So this is first story here on fiction press, If you read and review I may just love you forever :)

(Mam= Mother)


It was loud. Music blared in every direction. Bright lights blinded me, making me wince. Students, first years to be specific, scattered across the building. It smelt of £10 alcohol, tasted strongly of smoke and whatever else they had been spraying trying to cover up the awful smell. They danced to the addictive beats, lyrics as unimportant as the people who sang them. I made my through the drunken crowd; half-naked orange colored girls giggled at a guy's not so funny joke. Then again anything's funny when you can't even think straight.

I remember feeling suffocated amidst the clouded smoke. As if I was distant from everyone else. The laminated floor squeaked as I made my way into the hallway trying not to trip over a broken bottle. It was occupied by a couple being way to open with their relationship. I was going to discreetly leave without anyone noticing; Stephanie wasn't even there anyway. I was never the type to drink until the world around me looked like blurred mixture of colours anyway.

At least 3 different girls wrapped their arms around my neck, expecting me to dance with them for no reason. The lip gloss, bleached hair, curios glances and high teenagers I just couldn't handle anymore . . .I never was one for parties, especially ones that involved getting pissed of your head and doing it with anything that moved. The first day of 6th form started in 2 days. The first day at my final year in a new college where I only knew about five people.

I wasn't even a first year, what was I doing there? I couldn't even remember. I was about to escape from the chaos as I clutched the handle of the corridor's door. Fiercely, I was grabbed by the neck in a much more aggressive manner than ever before. For god's sake!, another desperate girl . . . .at least I though it was but the hands clutched on to me felt to large to be a girl's. And then, that moment- that slightly scary, panic ridden moment which seemed to trigger everything occurred.

Someone with cold, smooth skin pulled me forward and pressed their soft lips against my own; my eyes were wide open, my brain did not know what to do in such a situation. My body and all of my possible reactions halted. All I could see was bright . . . bright blue- such an intoxicating colour. The person's hands ran leisurely through my hair as they viciously kissed me. As warmth entered my mouth, after 5 whole seconds, I finally came to my sentences and grabbed the person's slender arms, forcing them to let go (which wasn't really that hard seeing they were clearly incapable of standing themselves).

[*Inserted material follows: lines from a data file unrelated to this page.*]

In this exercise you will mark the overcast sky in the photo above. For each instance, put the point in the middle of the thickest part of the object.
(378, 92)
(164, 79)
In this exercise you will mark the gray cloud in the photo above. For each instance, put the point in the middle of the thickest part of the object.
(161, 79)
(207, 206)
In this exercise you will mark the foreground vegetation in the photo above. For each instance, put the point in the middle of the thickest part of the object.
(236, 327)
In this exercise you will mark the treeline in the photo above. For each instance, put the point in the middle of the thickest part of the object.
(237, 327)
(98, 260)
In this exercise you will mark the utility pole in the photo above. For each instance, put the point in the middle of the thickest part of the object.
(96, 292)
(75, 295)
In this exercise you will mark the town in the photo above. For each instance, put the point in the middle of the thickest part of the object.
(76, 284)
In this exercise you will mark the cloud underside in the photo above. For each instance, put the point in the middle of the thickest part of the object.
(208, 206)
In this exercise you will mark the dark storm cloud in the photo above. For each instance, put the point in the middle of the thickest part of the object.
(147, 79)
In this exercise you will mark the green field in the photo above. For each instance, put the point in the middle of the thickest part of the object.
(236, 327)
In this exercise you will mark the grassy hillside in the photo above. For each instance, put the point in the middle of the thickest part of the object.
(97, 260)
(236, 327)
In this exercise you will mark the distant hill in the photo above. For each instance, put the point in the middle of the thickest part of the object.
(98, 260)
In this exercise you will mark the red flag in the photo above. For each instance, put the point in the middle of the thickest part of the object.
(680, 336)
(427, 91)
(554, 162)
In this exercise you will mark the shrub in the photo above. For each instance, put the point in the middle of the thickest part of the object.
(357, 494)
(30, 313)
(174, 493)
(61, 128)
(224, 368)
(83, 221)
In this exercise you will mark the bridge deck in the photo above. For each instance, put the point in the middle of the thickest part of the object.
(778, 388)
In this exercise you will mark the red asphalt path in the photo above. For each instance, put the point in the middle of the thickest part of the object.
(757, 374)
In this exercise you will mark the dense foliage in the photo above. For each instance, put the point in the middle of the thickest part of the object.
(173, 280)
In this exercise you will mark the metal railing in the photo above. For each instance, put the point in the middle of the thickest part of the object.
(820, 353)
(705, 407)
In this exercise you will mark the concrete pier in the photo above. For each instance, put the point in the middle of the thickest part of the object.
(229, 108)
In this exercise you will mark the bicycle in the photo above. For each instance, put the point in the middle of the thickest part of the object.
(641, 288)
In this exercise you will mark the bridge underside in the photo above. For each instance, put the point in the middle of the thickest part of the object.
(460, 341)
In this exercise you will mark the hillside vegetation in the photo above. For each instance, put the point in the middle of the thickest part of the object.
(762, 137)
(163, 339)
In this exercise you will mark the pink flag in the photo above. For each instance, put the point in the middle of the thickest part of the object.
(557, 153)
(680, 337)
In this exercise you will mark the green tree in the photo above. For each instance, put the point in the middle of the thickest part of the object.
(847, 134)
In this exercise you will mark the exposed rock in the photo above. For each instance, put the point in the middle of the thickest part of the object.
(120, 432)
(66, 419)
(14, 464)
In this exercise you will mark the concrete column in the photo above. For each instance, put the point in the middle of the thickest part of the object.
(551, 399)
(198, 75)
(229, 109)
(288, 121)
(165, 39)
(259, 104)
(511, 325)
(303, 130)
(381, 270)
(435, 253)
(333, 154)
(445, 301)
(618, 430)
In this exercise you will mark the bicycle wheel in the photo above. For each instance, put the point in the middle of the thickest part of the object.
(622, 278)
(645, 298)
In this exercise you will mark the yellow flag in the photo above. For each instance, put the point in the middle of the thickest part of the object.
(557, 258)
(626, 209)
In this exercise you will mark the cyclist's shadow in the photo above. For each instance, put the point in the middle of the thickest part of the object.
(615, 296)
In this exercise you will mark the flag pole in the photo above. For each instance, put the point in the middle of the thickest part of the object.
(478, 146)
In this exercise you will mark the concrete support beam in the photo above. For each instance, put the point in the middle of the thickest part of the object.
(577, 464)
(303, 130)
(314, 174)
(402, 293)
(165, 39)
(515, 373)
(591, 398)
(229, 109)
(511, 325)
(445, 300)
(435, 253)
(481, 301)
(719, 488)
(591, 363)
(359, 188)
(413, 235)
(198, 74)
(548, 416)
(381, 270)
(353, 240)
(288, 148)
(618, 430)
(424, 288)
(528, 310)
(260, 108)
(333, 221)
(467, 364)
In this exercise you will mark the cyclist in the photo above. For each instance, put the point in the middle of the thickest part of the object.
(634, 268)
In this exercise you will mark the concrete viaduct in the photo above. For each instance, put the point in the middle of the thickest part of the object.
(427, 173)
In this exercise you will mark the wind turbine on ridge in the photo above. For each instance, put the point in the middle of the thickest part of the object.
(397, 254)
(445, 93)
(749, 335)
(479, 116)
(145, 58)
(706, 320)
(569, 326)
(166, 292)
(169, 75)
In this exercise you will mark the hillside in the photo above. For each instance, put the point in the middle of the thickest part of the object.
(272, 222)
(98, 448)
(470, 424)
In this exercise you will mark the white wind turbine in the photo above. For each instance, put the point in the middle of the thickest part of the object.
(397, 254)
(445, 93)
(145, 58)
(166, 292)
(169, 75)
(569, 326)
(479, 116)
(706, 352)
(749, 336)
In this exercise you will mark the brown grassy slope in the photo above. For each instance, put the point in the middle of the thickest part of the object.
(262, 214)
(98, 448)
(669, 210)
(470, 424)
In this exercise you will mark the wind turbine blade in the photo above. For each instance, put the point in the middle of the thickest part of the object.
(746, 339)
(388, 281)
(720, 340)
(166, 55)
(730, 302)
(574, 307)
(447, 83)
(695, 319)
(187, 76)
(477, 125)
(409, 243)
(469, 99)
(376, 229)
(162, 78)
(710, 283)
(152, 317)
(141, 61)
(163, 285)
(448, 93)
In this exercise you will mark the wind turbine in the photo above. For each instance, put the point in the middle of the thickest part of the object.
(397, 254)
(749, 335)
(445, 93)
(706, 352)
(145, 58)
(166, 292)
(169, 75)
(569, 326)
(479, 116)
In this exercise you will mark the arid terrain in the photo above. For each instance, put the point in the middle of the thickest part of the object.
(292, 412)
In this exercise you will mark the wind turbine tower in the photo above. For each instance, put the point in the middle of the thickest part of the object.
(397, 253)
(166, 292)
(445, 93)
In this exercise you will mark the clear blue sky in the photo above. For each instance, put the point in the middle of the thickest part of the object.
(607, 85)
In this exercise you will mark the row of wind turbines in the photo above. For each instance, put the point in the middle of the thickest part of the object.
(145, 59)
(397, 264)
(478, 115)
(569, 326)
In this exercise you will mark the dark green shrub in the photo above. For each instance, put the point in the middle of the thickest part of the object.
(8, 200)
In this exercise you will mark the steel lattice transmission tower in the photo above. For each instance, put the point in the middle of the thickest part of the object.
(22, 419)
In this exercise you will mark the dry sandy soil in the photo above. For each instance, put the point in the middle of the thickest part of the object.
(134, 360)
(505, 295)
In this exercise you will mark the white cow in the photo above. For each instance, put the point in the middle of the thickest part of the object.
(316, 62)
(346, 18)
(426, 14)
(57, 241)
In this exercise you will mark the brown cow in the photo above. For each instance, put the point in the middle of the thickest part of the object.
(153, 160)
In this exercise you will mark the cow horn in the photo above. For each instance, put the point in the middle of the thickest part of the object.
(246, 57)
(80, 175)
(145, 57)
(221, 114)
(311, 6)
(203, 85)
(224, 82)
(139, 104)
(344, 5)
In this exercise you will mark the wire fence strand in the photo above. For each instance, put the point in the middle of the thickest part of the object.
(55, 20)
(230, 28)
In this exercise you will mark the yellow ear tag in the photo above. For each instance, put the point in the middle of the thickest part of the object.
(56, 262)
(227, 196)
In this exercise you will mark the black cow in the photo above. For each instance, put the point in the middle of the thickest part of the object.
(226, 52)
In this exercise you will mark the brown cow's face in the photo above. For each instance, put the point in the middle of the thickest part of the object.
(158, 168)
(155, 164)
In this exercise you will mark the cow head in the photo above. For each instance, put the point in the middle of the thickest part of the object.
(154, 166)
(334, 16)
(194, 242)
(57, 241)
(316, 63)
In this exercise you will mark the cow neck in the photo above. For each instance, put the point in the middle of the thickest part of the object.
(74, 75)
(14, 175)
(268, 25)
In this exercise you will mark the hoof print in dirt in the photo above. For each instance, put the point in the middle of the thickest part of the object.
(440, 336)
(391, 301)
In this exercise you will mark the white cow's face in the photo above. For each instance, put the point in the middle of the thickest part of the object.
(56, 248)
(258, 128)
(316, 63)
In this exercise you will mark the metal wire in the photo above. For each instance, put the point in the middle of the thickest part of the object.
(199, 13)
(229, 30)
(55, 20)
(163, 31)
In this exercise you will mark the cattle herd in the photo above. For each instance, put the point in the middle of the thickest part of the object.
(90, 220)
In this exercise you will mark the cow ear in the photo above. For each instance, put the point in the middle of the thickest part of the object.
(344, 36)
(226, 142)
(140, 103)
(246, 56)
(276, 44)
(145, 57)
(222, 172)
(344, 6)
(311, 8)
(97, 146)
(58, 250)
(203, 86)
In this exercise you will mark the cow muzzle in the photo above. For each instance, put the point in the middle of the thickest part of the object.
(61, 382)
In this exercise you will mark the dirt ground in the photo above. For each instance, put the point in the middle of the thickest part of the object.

The real surprise was when I saw who exactly had given me the longed out kiss which tasted strongly of cheap booze and cigarettes. No tanned skin and jingly earrings. In fact, quite the opposite. A drunken lad was standing before. A actual male. I stared open mouthed at that unknown person completely shell-shocked. Every possible reaction ran through my head at lightning speed yet I failed to perform any of them. I never thought I'd snog a random person at a party, let alone a feller.

His hair was the deepest shade of black, it fell casually across his fore head like a curtain covering a window preventing light from getting through. Skin scarily pasty. Cheeks flushed. I remember thinking what on earth to do, which is strange, because I always knew what to do. Always. But it seemed that day was different, His tank top revealed skinny arms and a medium frame. He gave me a sinister smile, blackness surrounding his eyes; I felt like strangling him.

'You can't take that back,' he hiccuped drunkenly while trying to laugh. I stepped back whilst realizing the blue tones were his eyes, clear as day like newly formed crystals; wasted on an arsehole. I'd been warned about a someone with harsh blue eyes. I guessed that was him.

'You're that gay guy,' I said blankly. I was expecting a hurt expression. Instead he gave me some sort of smile.

'So what exactly does that make you then?' He said in his surprisingly normal voice. He moved closer. Too close . . .

'You're drunk.' I whisper as he reached up and played with my hair. The bottle in his hand falls to the ground.

'I fucking well know that' is the last thing I heard then he hurried to the toilet to throw up. Then I did something I rarely did; I ran. Right out of the over-populated place. As far away as possible from the atmosphere I hated so much. I punched the wall next to the local chippy in frustration. That guy . . .I knew who he was.

To my aversion I took out a scrunched up piece of paper in my pocket. Written across it in my own neat handwriting using a biro was where I was going to live and who with, a roommate I've never met. Well, up until that night that is. 'C14, Jo.' was all my Mam told me to write down. It was the flat I intended to live in and the lad I was going to live there with . I cringed. It was a shame that 'Jo' happened to be the one who just forced one on me- such a shame he had 'the same tastes' as my girlfriend. A whirlwind of possibilities ran through my mind. Cancel the rent and move somewhere else? It was too late for that. Awkward didn't even begin to describe what it was going to feel like to living with him. But . . . He wouldn't remember, right? Seeing he seemed pissed off his head that night I assumed so. I stayed calm. All I have to do is forget that it happened. Who cares if he's gay anyway? If I just treated him normally everything would be fine.

But of course I thought this before I got to know him. Shakily from the cold, I touched my swollen lips- the taste of smoke still lingered there.